I had another question relating to histograms.
I am having a hard time understanding the histogram view. I have read over and over your explanation but still can't get it in my head. After reading your post on the forum about the dynamics riding like techqnique, I thought why not just a waveform. I don't understand the purpose of the 7% on the histogram. Can you please explain the benefit? Also why is the green line so long from the left to where it starts building up activity? That confuses me. Can you also explain the bin? I understand the bin as a container like or a certain area. Is the bin the width of the green city like blocks? I am sorry if I am missing something but I would really like to understand!!!
A histogram shows the frequency (as in how often something occurs) of an event. It comes from probability and statistics theory.
For a pure statistics explanation, lets say I have a bag of ping-pong balls with numbers written on them. The numbers are in the range of 1 to 10. Some of the numbers are the same. Lets say you empty them out and you see these numbers. 1,3,4,5,3,3,1,4,6,7,9,9,9,9,10,7.
A histogram showing the frequency of the numbers from 1 through to 10 is constructed by counting how often each number occurs. So in the above case we have,
That is, there are 2 1's, no 2's, 3 3's, 2 4's, 1 5's and so on and so on.
A normalised histogram usually specifies things in percentages so to convert into a percentage we divide by the total number of balls in the set and multiply by 100. The frequency numbers therefore become,
100 * (2 / 16), 100 * (0 / 16), 100 * (3 / 16), ....
because there are 16 balls in the set. That is what a histogram is. You may note that for normalised histograms the sum of all the frequencies is always 100% because that is the set of all balls in the bag.
Now in the context of Har-Bal's histogram, the balls are each of the sample points on the time line (which are spaced at a nominally 50ms interval) and the number on the balls is the average value for the average histogram and the peak value for the peak histogram. The main difference with the above example is that the time line is a real (ie. fractional) number so how do you group them. Well we group them in "bins" of 1dB width.
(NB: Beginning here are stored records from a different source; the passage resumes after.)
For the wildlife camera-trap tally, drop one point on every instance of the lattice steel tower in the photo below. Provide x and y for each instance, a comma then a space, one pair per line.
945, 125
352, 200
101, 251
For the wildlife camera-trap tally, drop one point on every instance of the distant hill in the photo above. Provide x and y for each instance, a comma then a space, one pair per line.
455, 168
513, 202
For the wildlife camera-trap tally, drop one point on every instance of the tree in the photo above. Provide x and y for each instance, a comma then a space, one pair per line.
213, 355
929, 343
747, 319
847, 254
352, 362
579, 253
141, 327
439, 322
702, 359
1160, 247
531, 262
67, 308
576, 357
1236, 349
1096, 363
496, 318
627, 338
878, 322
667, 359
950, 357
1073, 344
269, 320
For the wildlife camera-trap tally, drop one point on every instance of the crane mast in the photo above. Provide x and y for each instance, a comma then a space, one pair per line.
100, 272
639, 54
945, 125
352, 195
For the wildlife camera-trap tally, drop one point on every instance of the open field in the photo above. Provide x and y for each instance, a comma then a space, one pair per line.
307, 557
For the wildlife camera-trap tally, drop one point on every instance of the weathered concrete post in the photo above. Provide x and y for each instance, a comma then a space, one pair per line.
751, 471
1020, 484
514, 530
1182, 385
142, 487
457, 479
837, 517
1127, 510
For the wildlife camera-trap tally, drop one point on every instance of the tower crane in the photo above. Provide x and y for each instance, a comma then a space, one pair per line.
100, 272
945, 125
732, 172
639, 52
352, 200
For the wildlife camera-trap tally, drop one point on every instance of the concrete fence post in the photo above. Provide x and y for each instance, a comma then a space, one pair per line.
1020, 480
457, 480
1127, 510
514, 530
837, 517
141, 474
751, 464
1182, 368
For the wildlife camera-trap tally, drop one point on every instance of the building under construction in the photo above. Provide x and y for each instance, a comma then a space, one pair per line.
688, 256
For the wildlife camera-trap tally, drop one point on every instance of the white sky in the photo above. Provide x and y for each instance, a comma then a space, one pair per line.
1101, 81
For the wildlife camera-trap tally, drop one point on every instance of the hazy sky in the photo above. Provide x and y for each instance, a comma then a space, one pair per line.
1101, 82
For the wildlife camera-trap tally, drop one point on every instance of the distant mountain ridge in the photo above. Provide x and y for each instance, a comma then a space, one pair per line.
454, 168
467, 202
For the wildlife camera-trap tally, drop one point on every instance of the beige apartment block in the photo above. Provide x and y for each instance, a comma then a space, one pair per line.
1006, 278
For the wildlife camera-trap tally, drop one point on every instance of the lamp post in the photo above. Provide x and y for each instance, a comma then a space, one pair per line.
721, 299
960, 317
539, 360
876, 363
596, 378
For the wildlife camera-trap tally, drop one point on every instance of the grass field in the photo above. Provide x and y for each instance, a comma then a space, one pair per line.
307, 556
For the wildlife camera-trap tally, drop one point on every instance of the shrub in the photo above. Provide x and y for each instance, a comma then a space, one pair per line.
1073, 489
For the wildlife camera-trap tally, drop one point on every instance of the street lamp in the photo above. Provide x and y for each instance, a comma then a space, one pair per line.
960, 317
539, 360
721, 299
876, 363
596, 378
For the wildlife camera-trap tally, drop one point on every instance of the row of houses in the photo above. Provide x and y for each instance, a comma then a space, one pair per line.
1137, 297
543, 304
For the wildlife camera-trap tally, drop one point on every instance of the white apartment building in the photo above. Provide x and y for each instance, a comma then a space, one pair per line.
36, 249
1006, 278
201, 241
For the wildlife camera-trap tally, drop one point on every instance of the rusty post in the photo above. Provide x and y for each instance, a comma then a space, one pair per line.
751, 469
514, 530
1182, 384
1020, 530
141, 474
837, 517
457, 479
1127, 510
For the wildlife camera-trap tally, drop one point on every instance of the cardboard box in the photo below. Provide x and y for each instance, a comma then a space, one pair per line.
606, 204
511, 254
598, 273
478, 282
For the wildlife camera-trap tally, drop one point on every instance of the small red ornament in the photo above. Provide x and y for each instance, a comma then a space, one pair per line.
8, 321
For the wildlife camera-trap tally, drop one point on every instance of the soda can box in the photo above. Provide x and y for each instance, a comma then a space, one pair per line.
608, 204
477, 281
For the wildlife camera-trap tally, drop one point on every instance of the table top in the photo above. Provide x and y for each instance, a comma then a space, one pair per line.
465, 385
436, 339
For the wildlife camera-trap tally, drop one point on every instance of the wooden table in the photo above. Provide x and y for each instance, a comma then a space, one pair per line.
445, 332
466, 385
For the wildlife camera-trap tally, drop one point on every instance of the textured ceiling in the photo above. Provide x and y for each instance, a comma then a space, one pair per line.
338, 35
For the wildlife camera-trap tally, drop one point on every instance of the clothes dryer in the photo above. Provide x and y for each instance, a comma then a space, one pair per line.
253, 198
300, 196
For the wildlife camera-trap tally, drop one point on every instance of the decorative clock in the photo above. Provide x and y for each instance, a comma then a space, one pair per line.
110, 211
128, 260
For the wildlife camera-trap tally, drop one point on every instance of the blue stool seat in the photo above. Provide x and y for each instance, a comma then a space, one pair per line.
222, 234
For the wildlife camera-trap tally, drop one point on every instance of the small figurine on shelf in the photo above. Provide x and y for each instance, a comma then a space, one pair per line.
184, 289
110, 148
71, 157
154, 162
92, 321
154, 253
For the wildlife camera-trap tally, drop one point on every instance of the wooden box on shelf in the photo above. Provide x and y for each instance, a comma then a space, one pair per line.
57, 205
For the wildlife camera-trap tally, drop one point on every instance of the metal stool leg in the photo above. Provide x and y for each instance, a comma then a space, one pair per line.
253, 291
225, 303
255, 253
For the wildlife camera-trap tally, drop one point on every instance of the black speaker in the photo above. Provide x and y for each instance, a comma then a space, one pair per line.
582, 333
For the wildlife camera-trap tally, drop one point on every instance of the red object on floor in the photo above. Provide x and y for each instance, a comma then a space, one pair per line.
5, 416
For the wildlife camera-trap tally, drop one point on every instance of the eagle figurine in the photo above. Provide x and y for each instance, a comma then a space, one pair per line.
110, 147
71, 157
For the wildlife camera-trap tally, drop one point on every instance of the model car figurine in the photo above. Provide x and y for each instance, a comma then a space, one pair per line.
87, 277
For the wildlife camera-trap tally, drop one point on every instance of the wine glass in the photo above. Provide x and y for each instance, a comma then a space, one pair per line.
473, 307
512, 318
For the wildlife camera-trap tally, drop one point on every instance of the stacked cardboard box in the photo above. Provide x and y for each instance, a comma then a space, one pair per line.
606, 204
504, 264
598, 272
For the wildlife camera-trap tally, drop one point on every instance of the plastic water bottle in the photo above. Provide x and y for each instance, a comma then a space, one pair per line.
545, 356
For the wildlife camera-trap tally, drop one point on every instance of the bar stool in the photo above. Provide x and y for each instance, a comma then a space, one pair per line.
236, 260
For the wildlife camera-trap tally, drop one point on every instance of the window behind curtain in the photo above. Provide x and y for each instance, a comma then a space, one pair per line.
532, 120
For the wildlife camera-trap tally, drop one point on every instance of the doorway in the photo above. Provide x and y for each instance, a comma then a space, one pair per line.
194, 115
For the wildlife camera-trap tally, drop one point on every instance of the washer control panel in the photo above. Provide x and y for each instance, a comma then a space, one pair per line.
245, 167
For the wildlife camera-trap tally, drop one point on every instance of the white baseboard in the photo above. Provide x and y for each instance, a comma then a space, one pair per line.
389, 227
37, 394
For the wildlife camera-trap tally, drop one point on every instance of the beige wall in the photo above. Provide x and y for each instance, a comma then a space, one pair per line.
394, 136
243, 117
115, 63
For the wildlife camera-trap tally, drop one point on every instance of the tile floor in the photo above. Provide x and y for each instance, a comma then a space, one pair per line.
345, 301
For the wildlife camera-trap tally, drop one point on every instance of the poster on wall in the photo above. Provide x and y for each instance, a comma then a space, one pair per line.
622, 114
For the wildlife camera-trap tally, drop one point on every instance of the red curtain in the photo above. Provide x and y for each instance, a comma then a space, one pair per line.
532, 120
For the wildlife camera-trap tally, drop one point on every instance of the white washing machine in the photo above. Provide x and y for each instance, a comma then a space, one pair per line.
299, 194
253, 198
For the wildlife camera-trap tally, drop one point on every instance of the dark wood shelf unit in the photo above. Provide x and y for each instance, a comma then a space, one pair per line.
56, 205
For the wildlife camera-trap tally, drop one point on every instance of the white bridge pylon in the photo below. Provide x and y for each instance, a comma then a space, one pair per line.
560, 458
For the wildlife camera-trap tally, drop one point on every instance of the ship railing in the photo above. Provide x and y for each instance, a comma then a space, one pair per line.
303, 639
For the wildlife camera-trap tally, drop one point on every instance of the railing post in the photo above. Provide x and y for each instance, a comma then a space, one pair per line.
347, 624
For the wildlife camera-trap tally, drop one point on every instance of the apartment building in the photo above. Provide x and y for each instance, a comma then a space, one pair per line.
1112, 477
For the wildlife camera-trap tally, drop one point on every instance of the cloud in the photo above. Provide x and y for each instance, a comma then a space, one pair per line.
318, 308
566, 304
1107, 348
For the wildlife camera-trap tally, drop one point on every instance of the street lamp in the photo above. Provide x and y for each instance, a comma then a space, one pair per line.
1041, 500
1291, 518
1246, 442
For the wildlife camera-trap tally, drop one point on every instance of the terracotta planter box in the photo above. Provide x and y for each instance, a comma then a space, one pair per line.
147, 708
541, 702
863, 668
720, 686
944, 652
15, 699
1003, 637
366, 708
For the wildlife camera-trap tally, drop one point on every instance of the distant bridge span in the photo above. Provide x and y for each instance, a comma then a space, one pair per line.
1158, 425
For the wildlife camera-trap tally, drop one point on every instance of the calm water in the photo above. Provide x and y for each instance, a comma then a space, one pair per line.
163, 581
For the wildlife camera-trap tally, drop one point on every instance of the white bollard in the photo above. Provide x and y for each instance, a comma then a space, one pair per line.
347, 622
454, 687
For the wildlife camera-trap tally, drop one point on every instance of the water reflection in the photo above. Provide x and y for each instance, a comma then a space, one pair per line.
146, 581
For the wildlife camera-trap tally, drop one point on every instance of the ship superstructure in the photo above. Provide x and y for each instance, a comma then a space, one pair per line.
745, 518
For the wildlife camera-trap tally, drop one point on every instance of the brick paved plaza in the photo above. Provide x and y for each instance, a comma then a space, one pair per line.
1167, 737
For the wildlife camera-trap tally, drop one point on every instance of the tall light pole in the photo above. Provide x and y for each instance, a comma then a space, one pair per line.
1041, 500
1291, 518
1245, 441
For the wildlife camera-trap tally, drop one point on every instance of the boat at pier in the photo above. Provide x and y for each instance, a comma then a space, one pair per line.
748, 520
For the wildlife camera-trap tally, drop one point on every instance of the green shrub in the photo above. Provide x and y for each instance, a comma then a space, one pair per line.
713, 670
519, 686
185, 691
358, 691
What does that mean? Take a small subset of average values:
-0.3dB, -0.4dB, -0.7dB, -1.6dB, -2.4dB ....
The bins are centred on exact dB values of 0dB,-1dB,-2dB,-3dB .... The boundary from one bin to the next is the mid-point between centres. The top bin 0dB is special because it doesn't have an upper boundary.
0dB bin ,lower boundary -0.5dB
-1dB bin ,lower boundary -1.5dB, upper boundary -0.5dB
-2dB bin ,lower boundary -2.5dB, upper boundary -1.5dB
-3dB bin ,lower boundary -3.5dB, upper boundary -2.5dB
Going back to the sequence of average values, all we do is figure out which bin the number fits into and when we find that bin we add 1 to it because this corresponds to a count of 1 value fitting in that bin. -0.3dB fits in the 0dB bin, so does -0.4dB, -0.7dB fits into the -1dB bin, -1.6dB fits into the -2dB bin, -2.4dB fits into the -2dB bin and so on and so on. After counting all the values in the bins they get normalised by converting to percentages (100 times the bin count / total number of time line samples).
A histogram, like an average spectrum is much more useful for judging the dynamics of a track because it presents it in a static single image summary. Show me a histogram of the time line and I can tell you immediately whether it is high or low dynamic range, what the limits of the dynamic range is, whether it has a bi-modal behaviour, as in loud parts and quiet parts, whether it has been over limited and so on and so on. It is all there to see in the histogram.
If you find it hard to believe just open up a track you know to have high dynamic range and a track you know to have low dynamic range. Compare the histograms. Can you see the difference. The pattern is obvious and immediately revealing.
The histogram also contains within it the total average level within it. If you give me the histogram I can calculate the track average from the data it presents. It makes a great deal of mathematical sense to summarise dynamics with histograms.